After the wood and stone utilised by our ancestors, examined in the first two blogs of this series, comes ceramics; mainly in the form of bricks, being widely used in this country, and the tiles favoured for roofing as well as internal decoration across the warmer parts of Europe and Australia.
Your blogger’s Top Ten on the ceramics’ list is as follows – chosen merely because I can associate them with pleasure and, for a bit of fun, food.
Having studied architecture as part of my art history course, your blogger has to put La Sagrada Familia on the top of the list as the firm favourite. Designed by the eccentric architect Gaudi, the giant Basilica in Barcelona has been under construction since 1882 (no typo – it’s still to be completed). I love this building because of its Art Nouveau design, and the fact that it is so organic in appearance: the use of the ceramic mosaics reminded my lecturer of bowls of fruit … indeed, they do look good enough to eat …

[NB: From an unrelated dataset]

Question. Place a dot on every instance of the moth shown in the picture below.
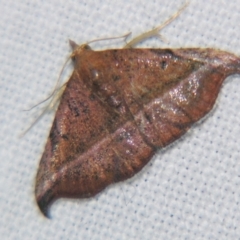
(119, 107)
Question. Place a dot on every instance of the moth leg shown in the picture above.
(155, 32)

In contrast, another favourite is Frank Lloyd Wright’s Robie House, Chicago, which was designed in 1910 – it remains a masterpiece of functional form and the epitome of the uniquely American “Prairie School” of architectural design. The simplicity is what makes this building appeal; there is no fuss about the use of brick as a construction material. A simple Victoria Sponge in the building world …
St Pancras Station, London, meanwhile, was the largest building in the world when built; and remains one of the very longest uninterrupted walls. While I love the red bricks; I’m not sure if it’s the very long champagne bar inside that brought this building to mind …

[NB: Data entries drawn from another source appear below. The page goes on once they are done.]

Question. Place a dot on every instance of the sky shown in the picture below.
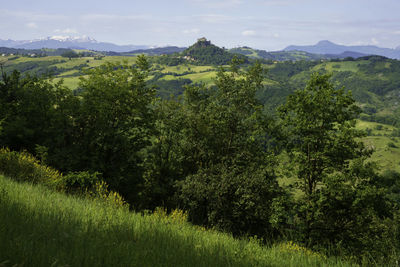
(262, 24)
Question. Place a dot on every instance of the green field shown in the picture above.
(44, 228)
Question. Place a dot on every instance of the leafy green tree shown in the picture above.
(340, 199)
(115, 124)
(34, 112)
(226, 141)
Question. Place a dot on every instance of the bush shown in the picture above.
(391, 145)
(22, 166)
(80, 181)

Moving to the home of the amber nectar, Sydney Opera House is fourth on my list – who could not admire those famous shells? The roofs are made up of 2,194 pre-cast concrete sections, which weigh up to 15.5 tonnes (15 tons) each. They are held together by 350 km (217 miles) of tensioned steel cable. The roofs weigh 27,230 tonnes and are covered with exactly 1,056,056 Swedish ceramic tiles arranged in 4,253 pre-cast lids.
The Terracotta Army is one of the most incredible architectural discoveries – all that texture and history, how did they get it there, how many tonnes of the chocolate coloured material did they move by hand, in order to achieve such an amazing feat? Current estimates are that in the three pits containing the emperor’s warrior escort there were over 8,000 soldiers, 130 chariots with 520 horses and 150 cavalry horses, the majority of which are still buried in the ground near by Qin Shi Huang’s mausoleum.
The Roman Baths – in Bath – meanwhile, are well worth a visit – again, all built by hand, heavy brick by brick, stone by stone. Just one tip – don’t partake of the water, unless you have a very strong stomach.
Talking of stomachs, another favourite building is Buckingham Palace, the association here being that when passing it in a black cab, I’m usually on my way from Paddington Station to a restaurant in the West End on a press trip. The Duke of Buckingham’s house of c. 1703 was made of red brick; George III added elements but what you presently see is basically a rebuilding of the 1820s by John Nash, clad in Bath Stone.
The Colosseum in Rome, with its miles of brick labyrinths reminding us of its gruesome past, suggests to your blogger, the best Italian ice cream on the planet as well as charlatan centurions charging to have a picture taken with you. Westminster Cathedral, meanwhile, has a rather nice pub nearby, where yours truly tripped over the curb outside in a rush to grab a late lunch.
Lastly, ceramic houses really do exist – they are made of an earth mixture, which is high in clay and fired to become ceramic. Iranian architect, Nader Khalili, developed the process of building and firing such houses in the late 1970s. He named it Geltaftan; “Gel”, means “clay”, and “taftan” means “firing, baking, and weaving clay” in Persian.
I like the idea of ‘cooking’ your own house.